Da dispersão das faculdades em vários pólos. A proximidade física entre faculdades tornaria possível juntar em tertúlias de café médicos, engenheiros, biólogos, físicos, historiadores, arquitectos, professores, economistas, magistrados, matemáticos, farmacêuticos, psicólogos, filósofos e artistas. É deste encontro plural que brotam as melhores ideias e nascem parcerias.

– Uma ideia para melhorar a Universidade do Porto?

Rentabilizar os recursos humanos e as infraestruturas existentes, reconhecer o trabalho e premiar o mérito.

– Como prefere passar os tempos livres?

Com a família e amigos, a viajar, à mesa, no cinema, a ler ou a descansar.

– Um livro preferido?

Impossível escolher só um entre tantos que me marcaram. Cito alguns: A cidade e as serras de Eça de Queirós; Por quem os sinos dobram de Ernest Hemingway; As rosas de Atacama de Luís Sepúlveda; As mãos e os frutos de Eugénio de Andrade; Os livros de crónicas de António Lobo Antunes.

– Um músico / disco preferido?

Impossível escolher só um entre tantos músicos e álbuns extraordinários. Músicos: António Carlos Jobim, Carlos Paredes, Jorge Palma, Camané, Carminho, Ana Moura, Deolinda, Miguel Araújo, Miles Davis, Stacey Kent, Feist, Keane.
Disco: Getz/Gilberto (1964); Solo (António Pinho Vargas, 2008); The Imagine Project (Herbie Hancock, 2010), O melhor de Carlos Paredes (1998).

– Um prato preferido?

É mais uma vez impossível escolher só um. Adoro o arroz de tamboril da minha mãe, o cabrito assado em forno de lenha, o peixe grelhado fresquinho do nosso mar ou as sardinhas assadas que estão quase a chegar.

– Um filme preferido?

“A Vida é Bela”, de Roberto Benigni, 1997; “Match Point”, de Woody Allen, 2005.

– Uma viagem de sonho (realizada ou por realizar)?

Já realizada: um périplo no Tibete; de comboio no planato tibetano até Lhasa, passando por Gyantse e Shigatse até ao campo base do Monte Evereste. Por realizar: uma viagem do deserto de Atacama à Patagónia.

– Um objetivo de vida?

O prazer está no caminho e não no objectivo. A vida deve ser vivida com prazer. Palavras sábias do meu Orientador de Formação (Prof. Doutor Carlos Silva) que fazem cada vez mais sentido. Em termos pessoais, não gostava de ter de emigrar para conseguir exercer medicina e investigar.

– Uma inspiração?

O meu filho. E tantas pessoas e lugares que conheci até hoje…

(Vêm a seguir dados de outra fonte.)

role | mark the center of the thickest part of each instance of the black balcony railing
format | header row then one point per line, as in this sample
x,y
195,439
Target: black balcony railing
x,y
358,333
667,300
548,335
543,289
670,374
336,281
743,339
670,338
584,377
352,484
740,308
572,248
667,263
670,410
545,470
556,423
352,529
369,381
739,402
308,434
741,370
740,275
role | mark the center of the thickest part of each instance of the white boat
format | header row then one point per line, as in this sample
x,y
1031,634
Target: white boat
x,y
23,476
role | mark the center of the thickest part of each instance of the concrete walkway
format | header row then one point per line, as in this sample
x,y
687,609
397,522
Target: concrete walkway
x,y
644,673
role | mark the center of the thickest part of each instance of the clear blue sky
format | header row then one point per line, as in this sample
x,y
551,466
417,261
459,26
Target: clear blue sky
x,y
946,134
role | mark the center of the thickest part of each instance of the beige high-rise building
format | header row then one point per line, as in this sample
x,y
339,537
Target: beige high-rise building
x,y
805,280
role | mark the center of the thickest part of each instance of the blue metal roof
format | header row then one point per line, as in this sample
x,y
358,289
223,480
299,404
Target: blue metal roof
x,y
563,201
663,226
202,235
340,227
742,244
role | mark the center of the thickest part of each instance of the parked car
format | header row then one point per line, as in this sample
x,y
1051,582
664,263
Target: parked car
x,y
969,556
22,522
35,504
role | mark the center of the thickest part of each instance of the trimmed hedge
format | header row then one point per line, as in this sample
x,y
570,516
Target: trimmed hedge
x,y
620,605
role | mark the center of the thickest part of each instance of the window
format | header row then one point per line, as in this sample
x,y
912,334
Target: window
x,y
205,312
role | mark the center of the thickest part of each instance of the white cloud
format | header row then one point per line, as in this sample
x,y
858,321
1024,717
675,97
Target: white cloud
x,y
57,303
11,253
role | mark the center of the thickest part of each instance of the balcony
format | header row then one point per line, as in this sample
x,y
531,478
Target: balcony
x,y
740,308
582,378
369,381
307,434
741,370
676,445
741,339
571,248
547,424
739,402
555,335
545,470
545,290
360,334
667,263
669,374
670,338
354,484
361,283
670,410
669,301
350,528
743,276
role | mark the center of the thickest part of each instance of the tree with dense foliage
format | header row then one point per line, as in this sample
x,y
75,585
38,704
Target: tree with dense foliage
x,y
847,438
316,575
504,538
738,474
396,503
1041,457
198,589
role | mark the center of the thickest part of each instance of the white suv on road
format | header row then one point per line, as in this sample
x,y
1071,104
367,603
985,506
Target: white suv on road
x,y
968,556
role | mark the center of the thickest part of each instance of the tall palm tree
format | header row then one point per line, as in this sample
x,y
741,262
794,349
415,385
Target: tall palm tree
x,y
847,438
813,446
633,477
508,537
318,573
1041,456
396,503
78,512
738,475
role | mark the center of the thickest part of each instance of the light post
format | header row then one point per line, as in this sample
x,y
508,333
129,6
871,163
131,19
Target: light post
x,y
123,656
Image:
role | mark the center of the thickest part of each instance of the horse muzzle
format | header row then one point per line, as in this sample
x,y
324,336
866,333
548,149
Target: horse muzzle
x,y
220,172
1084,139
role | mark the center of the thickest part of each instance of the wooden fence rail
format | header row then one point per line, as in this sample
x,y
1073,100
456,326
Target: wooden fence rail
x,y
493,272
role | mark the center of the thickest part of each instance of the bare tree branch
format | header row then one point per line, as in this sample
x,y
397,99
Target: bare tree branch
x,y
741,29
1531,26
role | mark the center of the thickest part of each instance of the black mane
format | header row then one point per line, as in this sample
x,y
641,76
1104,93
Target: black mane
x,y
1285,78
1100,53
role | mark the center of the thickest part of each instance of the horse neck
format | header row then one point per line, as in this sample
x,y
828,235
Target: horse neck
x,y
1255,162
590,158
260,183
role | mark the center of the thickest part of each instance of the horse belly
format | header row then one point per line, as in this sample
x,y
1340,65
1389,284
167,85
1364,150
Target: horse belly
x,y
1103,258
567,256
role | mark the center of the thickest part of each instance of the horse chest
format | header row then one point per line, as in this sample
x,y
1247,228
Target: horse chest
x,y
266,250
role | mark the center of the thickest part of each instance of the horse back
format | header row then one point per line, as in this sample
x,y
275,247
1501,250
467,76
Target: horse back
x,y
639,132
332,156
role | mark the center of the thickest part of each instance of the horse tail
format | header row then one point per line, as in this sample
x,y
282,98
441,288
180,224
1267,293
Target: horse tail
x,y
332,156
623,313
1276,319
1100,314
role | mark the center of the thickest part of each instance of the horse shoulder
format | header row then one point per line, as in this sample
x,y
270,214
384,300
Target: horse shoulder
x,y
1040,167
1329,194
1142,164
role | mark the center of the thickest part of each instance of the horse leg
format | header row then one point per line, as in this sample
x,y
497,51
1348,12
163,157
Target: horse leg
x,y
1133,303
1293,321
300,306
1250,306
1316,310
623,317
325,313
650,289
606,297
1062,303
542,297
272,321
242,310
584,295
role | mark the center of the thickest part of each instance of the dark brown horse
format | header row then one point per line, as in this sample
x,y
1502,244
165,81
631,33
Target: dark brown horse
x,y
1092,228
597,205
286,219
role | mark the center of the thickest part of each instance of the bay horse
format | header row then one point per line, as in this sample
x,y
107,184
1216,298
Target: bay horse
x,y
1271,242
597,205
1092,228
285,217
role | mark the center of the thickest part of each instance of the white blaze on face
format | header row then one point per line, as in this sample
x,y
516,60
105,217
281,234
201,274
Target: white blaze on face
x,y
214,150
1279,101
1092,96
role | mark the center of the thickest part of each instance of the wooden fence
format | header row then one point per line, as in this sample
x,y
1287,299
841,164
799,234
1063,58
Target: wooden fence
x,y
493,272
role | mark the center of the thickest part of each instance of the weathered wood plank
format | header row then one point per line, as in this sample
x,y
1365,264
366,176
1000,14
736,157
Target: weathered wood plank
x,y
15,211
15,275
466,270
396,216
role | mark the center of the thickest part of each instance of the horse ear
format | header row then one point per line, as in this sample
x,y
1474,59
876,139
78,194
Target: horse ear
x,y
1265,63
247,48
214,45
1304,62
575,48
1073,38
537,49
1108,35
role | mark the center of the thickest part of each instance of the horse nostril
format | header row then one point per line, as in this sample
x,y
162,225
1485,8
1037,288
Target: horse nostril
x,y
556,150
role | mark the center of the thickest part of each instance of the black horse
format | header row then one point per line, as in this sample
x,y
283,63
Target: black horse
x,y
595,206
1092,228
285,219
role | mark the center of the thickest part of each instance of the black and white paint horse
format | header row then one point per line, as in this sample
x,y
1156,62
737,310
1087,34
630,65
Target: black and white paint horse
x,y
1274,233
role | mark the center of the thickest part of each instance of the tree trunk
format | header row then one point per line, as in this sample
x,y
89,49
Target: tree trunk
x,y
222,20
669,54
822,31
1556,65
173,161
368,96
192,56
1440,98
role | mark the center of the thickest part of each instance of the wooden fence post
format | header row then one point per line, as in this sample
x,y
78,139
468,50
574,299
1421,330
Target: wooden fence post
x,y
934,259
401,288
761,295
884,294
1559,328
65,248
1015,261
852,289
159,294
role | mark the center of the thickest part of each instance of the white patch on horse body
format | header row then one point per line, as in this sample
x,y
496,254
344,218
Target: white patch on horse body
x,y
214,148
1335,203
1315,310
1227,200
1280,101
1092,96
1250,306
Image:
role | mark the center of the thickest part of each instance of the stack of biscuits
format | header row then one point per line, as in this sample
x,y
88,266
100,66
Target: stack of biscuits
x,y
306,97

– Uma ideia para promover a qualidade da investigação médica na U. Porto?

Uma delas já foi conseguida. Unificar os melhores centros de investigação da cidade (I3S) para reunir recursos humanos e materiais, de modo a conseguir mais fundos e maior reconhecimento internacional. Outra seria promover mais o mecenato científico, uma vez que na região Norte do país estão sediadas várias empresas multinacionais que podem ter um papel interventivo nesta área.